Not as an assessment maneuver per se, but I think its perfectly legit for those "I think this dude might be faking but I'm not sure.....if he really is out of it I want an NPA, and if he's really not out of it, I'll know as soon as I try to place it" situations.
 
I don't use airway adjuncts as an assessment tool. I'm going to use my various airway adjuncts because my assessment tells me that the patient needs some kind of airway management because the patient can't manage it effectively on their own.

If the patient is faking well enough, they'll get a surprise when they get that airway adjunct placed...
 
NPA to check for responsiveness on a possible drunk case to see if they are faking or if you do not stay awake on me.
Where I was doing ride a longs, we have a lot of drunks that "pass out*" and snore so we are required to attempt an opa.
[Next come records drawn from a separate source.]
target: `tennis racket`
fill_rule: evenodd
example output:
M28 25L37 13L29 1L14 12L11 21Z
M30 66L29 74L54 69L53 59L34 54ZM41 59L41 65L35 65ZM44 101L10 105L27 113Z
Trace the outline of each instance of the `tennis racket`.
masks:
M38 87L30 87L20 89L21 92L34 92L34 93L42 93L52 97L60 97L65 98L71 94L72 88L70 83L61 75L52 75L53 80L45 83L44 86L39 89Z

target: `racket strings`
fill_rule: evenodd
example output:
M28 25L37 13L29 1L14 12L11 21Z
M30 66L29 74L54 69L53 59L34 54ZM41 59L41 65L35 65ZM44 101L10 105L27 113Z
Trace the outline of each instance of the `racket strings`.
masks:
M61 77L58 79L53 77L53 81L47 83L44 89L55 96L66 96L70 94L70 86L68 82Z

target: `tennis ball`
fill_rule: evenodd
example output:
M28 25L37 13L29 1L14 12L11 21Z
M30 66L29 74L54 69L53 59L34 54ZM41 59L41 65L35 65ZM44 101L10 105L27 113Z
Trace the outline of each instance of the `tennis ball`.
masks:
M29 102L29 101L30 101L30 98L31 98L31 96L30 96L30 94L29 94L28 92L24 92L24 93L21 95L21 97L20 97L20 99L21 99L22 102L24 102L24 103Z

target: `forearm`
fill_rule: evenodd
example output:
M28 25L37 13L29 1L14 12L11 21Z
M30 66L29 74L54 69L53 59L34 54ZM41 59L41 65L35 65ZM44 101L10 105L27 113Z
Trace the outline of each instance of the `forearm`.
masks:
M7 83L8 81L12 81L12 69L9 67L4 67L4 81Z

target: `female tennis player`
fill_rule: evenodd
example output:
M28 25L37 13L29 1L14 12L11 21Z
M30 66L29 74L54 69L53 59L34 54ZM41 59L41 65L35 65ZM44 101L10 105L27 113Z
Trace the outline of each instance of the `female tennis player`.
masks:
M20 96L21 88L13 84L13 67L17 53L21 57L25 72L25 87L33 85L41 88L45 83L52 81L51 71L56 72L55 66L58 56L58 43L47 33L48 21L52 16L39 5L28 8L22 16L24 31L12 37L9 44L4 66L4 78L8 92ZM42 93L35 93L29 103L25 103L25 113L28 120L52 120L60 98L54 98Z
*they would stop responding because we would not speak Spanish to them when they knew English.
 
Not as an assessment maneuver per se, but I think its perfectly legit for those "I think this dude might be faking but I'm not sure.....if he really is out of it I want an NPA, and if he's really not out of it, I'll know as soon as I try to place it" situations.
If you think an NPA is a reasonable assessment tool, you need to work on your assessment skills. Sorry. The truth hurts.
 
If you think an NPA is a reasonable assessment tool, you need to work on your assessment skills. Sorry. The truth hurts.

Who ever said anything about it being a "reasonable assessment tool"?

There is a big difference between doing an intervention just to what the response is, and doing an intervention because you think it's likely indicated, though you can't be sure.

If you think no one in the field will ever successfully fool you feigning unresponsiveness, then you need to spend some more time in the field. As you gain experience you'll also gain humility.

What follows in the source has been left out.